Biology student Adrianne Nakagawa will be living here along with 600 other students. The suite-style housing includes furnished units with kitchenettes, satellite T-V, Wi-Fi and solar-heated water. But what’s Nakagawa most excited about? The garbage chutes.
“All you have to do is just walk down the hall and put it down and let it slide. They’re amazing!”
This new complex boosts the number of students living on campus by more than 50% and helps transform Sac State from a commuter campus to a destination university.
It’s a bright spot in what promises to be a very tough year for the campus. Students like Alma Lopez say they’re working more to pay off higher fees approved by CSU trustees this year.

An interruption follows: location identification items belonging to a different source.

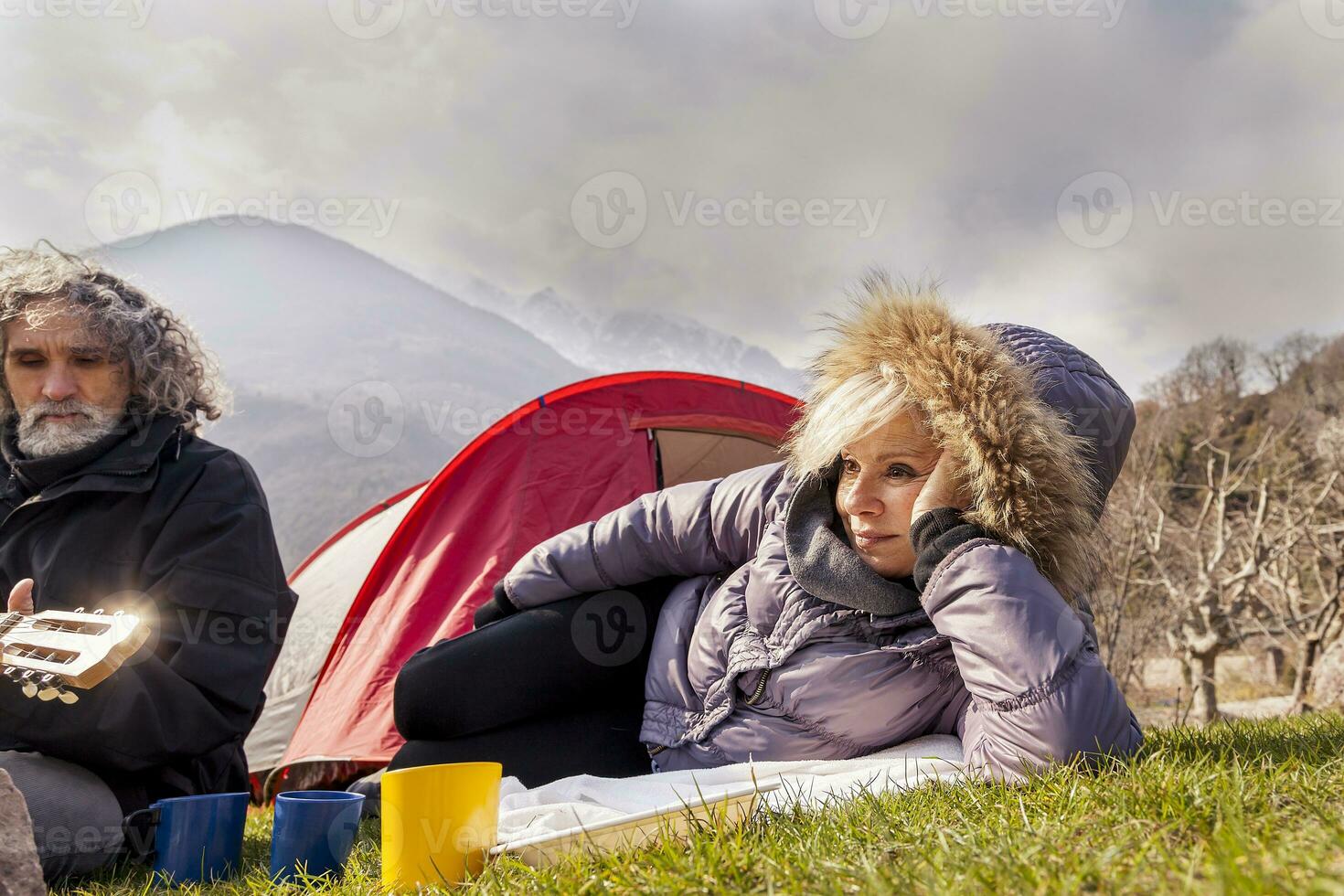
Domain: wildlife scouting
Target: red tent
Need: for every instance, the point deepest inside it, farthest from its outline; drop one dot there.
(414, 569)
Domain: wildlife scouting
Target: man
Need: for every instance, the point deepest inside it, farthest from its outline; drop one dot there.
(113, 501)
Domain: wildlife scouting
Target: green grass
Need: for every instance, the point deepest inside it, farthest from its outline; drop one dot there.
(1247, 806)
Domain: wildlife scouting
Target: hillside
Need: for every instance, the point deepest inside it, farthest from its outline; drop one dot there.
(308, 329)
(612, 341)
(320, 340)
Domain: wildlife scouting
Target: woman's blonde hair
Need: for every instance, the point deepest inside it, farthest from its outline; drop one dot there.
(843, 415)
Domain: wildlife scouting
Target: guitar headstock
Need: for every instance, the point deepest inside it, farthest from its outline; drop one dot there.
(53, 650)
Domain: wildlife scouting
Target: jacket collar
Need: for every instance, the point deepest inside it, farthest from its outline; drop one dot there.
(827, 567)
(113, 463)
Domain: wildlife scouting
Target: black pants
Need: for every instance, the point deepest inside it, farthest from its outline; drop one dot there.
(549, 692)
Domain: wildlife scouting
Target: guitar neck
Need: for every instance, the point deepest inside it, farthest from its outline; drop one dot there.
(8, 621)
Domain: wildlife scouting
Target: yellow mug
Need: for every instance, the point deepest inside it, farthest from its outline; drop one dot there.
(438, 822)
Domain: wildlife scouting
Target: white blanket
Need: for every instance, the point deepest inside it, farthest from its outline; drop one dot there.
(585, 802)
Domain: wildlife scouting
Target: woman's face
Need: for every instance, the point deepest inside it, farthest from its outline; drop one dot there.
(880, 481)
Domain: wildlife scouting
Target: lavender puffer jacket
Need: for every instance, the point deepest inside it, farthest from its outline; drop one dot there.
(781, 644)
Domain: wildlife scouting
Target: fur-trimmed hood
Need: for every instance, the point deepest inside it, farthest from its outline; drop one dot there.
(1040, 429)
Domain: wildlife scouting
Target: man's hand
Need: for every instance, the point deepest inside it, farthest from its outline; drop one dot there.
(941, 489)
(20, 597)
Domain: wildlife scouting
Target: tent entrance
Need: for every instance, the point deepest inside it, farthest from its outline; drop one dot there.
(695, 455)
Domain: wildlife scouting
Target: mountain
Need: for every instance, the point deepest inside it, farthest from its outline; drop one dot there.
(351, 378)
(632, 340)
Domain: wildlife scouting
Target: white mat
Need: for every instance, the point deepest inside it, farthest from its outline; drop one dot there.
(583, 804)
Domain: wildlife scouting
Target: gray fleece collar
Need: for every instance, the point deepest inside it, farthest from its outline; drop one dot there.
(824, 563)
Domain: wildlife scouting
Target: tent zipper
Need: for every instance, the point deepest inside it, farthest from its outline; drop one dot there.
(760, 690)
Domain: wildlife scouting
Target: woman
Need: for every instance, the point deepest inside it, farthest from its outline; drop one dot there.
(917, 564)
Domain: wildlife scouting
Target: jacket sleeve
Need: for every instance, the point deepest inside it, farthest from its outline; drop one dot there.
(1038, 688)
(223, 607)
(692, 528)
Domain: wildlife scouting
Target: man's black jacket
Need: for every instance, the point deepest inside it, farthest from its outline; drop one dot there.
(160, 518)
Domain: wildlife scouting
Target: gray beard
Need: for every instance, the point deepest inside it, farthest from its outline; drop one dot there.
(45, 438)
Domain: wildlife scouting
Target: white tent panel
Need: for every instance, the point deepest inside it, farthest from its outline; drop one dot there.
(325, 590)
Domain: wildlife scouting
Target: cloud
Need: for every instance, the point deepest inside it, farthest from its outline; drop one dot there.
(964, 121)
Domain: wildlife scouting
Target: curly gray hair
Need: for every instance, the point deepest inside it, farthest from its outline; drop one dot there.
(171, 374)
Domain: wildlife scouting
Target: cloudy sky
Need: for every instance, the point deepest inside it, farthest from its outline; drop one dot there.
(1133, 176)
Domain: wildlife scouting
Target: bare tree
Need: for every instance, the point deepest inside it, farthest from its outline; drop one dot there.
(1128, 624)
(1207, 560)
(1286, 357)
(1300, 589)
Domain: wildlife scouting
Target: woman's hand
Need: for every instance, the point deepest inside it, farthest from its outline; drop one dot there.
(941, 489)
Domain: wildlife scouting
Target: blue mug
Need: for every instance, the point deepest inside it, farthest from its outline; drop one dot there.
(197, 838)
(314, 833)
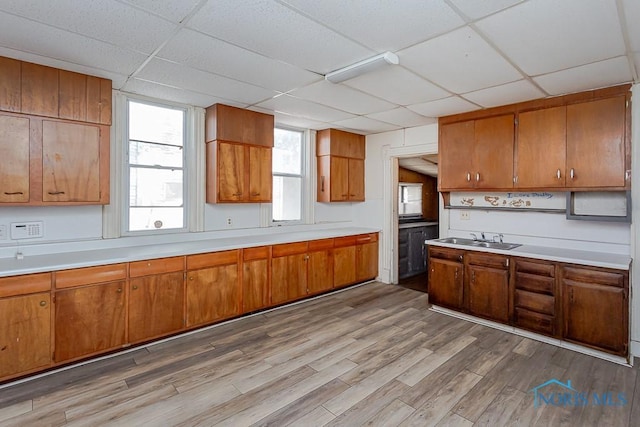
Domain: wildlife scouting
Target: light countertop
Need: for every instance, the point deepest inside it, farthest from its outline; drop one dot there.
(573, 256)
(88, 258)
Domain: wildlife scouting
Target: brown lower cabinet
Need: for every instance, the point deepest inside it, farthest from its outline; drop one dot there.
(54, 318)
(156, 298)
(581, 304)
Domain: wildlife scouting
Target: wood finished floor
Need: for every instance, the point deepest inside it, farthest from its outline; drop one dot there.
(372, 355)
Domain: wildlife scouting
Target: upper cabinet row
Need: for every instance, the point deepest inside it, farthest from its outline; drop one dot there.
(44, 91)
(577, 142)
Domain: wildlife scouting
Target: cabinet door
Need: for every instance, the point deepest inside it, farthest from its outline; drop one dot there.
(356, 180)
(288, 278)
(156, 305)
(489, 292)
(25, 335)
(260, 177)
(231, 172)
(344, 266)
(456, 155)
(339, 182)
(212, 294)
(595, 143)
(10, 84)
(366, 261)
(541, 153)
(89, 320)
(14, 152)
(255, 284)
(445, 283)
(70, 162)
(493, 150)
(320, 271)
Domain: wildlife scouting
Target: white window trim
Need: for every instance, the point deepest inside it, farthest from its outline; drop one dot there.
(115, 213)
(308, 183)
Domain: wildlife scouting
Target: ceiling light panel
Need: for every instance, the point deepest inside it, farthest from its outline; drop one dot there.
(278, 32)
(376, 24)
(460, 61)
(541, 42)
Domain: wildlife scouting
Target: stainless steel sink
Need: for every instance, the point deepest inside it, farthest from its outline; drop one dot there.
(477, 243)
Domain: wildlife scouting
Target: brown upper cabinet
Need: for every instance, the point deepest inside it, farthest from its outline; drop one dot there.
(573, 142)
(45, 91)
(239, 144)
(477, 154)
(340, 166)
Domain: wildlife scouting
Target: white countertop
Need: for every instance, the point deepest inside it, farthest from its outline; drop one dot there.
(417, 224)
(67, 260)
(573, 256)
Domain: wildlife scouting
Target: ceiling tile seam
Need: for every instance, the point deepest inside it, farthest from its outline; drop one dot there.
(627, 43)
(472, 24)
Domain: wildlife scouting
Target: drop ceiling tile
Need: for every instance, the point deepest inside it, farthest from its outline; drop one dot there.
(278, 32)
(364, 125)
(542, 36)
(509, 93)
(174, 11)
(206, 53)
(304, 109)
(599, 74)
(475, 9)
(443, 107)
(158, 91)
(376, 24)
(632, 14)
(39, 39)
(397, 85)
(181, 76)
(341, 97)
(402, 117)
(105, 20)
(460, 61)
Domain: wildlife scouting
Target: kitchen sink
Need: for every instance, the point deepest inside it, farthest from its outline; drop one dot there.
(478, 243)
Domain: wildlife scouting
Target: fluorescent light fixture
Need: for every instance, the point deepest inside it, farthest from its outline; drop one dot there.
(362, 67)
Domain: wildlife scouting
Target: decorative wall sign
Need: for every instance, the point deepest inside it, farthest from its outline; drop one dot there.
(546, 201)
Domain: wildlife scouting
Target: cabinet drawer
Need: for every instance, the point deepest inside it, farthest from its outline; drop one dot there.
(594, 276)
(25, 284)
(90, 275)
(261, 252)
(445, 253)
(488, 260)
(536, 302)
(537, 268)
(319, 245)
(212, 259)
(533, 321)
(156, 266)
(289, 249)
(534, 283)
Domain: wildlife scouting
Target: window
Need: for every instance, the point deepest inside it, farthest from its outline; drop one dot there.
(410, 199)
(288, 175)
(156, 179)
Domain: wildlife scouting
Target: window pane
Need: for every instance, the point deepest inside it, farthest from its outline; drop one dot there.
(144, 153)
(155, 218)
(155, 187)
(287, 152)
(156, 124)
(287, 198)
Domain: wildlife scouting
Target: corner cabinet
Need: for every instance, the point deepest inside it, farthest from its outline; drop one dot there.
(239, 149)
(340, 158)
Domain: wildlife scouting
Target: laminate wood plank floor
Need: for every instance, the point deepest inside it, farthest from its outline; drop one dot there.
(370, 355)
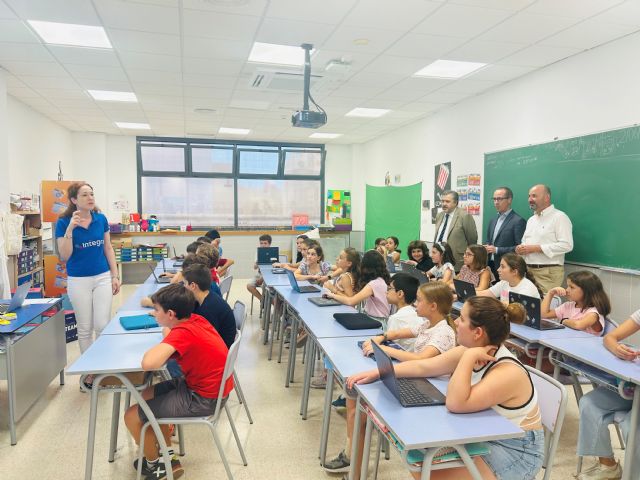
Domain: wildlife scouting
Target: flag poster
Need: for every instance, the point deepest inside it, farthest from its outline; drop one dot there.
(442, 181)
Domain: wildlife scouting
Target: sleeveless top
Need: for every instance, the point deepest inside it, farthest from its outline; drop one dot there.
(526, 416)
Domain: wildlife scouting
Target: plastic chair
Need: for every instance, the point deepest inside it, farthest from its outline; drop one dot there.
(210, 421)
(225, 287)
(240, 314)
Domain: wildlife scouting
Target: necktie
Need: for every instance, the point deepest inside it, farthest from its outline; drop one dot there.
(444, 227)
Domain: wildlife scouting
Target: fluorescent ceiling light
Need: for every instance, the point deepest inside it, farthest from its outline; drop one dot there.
(277, 54)
(110, 96)
(448, 69)
(325, 135)
(234, 131)
(133, 126)
(367, 112)
(71, 34)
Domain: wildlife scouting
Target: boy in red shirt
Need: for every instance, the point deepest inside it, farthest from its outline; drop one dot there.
(201, 354)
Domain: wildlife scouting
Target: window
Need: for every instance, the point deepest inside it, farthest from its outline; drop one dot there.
(225, 184)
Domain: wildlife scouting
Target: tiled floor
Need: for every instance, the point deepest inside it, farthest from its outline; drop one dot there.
(279, 445)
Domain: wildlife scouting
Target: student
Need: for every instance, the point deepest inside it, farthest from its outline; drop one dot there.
(443, 262)
(314, 268)
(373, 279)
(598, 407)
(434, 336)
(588, 303)
(392, 249)
(484, 374)
(514, 277)
(348, 265)
(474, 269)
(263, 242)
(419, 256)
(200, 353)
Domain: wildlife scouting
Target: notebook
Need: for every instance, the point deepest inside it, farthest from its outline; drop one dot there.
(464, 290)
(17, 300)
(534, 314)
(138, 322)
(410, 392)
(294, 284)
(356, 321)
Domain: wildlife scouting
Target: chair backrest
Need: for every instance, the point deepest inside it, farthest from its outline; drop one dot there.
(239, 313)
(552, 400)
(225, 287)
(229, 368)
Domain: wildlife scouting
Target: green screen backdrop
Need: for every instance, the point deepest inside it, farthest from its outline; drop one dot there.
(393, 211)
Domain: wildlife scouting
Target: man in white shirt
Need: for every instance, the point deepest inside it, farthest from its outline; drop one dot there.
(547, 238)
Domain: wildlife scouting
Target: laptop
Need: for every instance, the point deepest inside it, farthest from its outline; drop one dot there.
(17, 300)
(414, 272)
(464, 289)
(390, 265)
(159, 279)
(298, 288)
(410, 392)
(268, 254)
(324, 302)
(534, 314)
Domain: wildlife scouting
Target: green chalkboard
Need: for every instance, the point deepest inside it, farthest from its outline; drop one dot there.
(595, 179)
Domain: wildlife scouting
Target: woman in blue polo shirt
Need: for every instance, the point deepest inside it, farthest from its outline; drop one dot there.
(82, 234)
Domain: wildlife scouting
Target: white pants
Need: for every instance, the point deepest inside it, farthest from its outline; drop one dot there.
(91, 299)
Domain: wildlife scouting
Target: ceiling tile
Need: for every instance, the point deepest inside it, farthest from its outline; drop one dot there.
(527, 28)
(321, 11)
(418, 45)
(461, 21)
(342, 39)
(135, 16)
(484, 52)
(144, 42)
(64, 11)
(200, 23)
(588, 34)
(293, 32)
(85, 56)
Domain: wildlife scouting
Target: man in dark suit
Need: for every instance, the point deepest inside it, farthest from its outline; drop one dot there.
(505, 230)
(455, 227)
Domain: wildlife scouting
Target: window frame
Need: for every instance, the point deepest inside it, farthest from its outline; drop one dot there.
(189, 143)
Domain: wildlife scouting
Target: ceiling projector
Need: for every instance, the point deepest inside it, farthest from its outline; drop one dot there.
(306, 118)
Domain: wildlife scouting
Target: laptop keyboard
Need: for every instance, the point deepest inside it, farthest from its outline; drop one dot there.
(410, 394)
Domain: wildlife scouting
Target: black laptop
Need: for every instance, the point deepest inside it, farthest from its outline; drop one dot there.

“With the 20% increase, on top of the 10%, like the total tuition was close to $2,500 dollars and I don’t get any financial aid. So for this semester I was able to get three jobs.”
University President Alexander Gonzalez says students will feel the effects of huge state budget cuts in other ways as well.
“We are going to be on furlough and there is going to be a reduction of service.”
Gonzalez says they may also see a shuffling in class schedules.
“If you have a class of five students for example, it’ll be canceled and they’ll put them in another one but our faculty have done a very good job of accommodating students while making statements about how difficult it is as well.”
One of those faculty members speaking out about how difficult the fee hikes and furloughs are is Sociology Professor Kevin Wehr. He heads the campus’ faculty union and points out professors will have to factor two furlough days a month in their teaching schedules this year. Wehr is organizing several protests.
“We’re having informational pickets on the start of classes. And we’re trying to act in solidarity and fight back against the budget cuts.”
Wehr says as the fall semester begins it’s more important than ever for faculty and students to unite behind the message that California will suffer if higher education funding continues to dwindle.